The reward circuitry may then store the date and time data for each
test result into memory, as indicated generally by block 150.
[0077] At decision block 152, the reward circuitry may then
determine whether the date and time data is accurate. Determination
of the accuracy of the date and time data can be accomplished, for
example, by comparing the date and time data of the actual test
results with an external clock source used to synch the internal
clock. If at block 152, the reward circuitry determines that the
date and time stamps are not accurate, the reward circuitry may
then reset the date and time data, as indicated generally by block
160. The process of receiving user input at block 144 can then be
repeated, as indicated generally by arrow 156. If at decision block
152, however, the reward circuitry determines that the date and
time data is accurate, the monitoring device can be configured to
initiate the reward algorithm, as indicated generally by block 158.

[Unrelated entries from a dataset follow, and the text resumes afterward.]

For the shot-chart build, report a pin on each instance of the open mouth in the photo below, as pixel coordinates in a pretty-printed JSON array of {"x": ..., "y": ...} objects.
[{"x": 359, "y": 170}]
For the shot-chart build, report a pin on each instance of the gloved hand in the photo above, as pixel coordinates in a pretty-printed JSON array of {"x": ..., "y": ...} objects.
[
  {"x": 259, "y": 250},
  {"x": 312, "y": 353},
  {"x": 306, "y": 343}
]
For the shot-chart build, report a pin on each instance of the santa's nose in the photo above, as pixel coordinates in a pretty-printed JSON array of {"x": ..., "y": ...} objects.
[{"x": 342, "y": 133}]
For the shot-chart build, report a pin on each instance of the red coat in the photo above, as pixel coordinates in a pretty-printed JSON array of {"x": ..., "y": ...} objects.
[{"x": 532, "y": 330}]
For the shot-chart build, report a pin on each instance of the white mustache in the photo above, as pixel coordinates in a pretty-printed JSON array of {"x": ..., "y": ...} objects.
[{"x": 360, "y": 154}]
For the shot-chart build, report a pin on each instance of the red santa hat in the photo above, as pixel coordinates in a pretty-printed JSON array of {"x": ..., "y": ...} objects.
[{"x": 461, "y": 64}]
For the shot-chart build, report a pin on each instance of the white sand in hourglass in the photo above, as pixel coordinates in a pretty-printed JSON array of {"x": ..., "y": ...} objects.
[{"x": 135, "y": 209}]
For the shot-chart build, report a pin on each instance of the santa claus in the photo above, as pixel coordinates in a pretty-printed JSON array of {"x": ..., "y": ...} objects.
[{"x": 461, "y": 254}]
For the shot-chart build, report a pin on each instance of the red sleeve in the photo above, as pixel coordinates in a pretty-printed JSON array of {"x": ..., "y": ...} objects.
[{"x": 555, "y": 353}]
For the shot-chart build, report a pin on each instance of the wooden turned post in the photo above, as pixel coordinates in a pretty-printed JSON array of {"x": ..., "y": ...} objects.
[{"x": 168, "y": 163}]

The monitoring device may then issue one or more rewards based on
the reward criteria programmed within the reward criteria database,
as indicated generally by block 160. The method 142 can then be
repeated one or more times as each new test result is obtained.
[0078] FIGS. 8-10 are several perspective views of the monitoring
device 10 of FIG. 1, showing several illustrative steps of
providing a visual indicator to a user indicating that a reward or
incentive has been earned. As can be seen in a first view in FIG.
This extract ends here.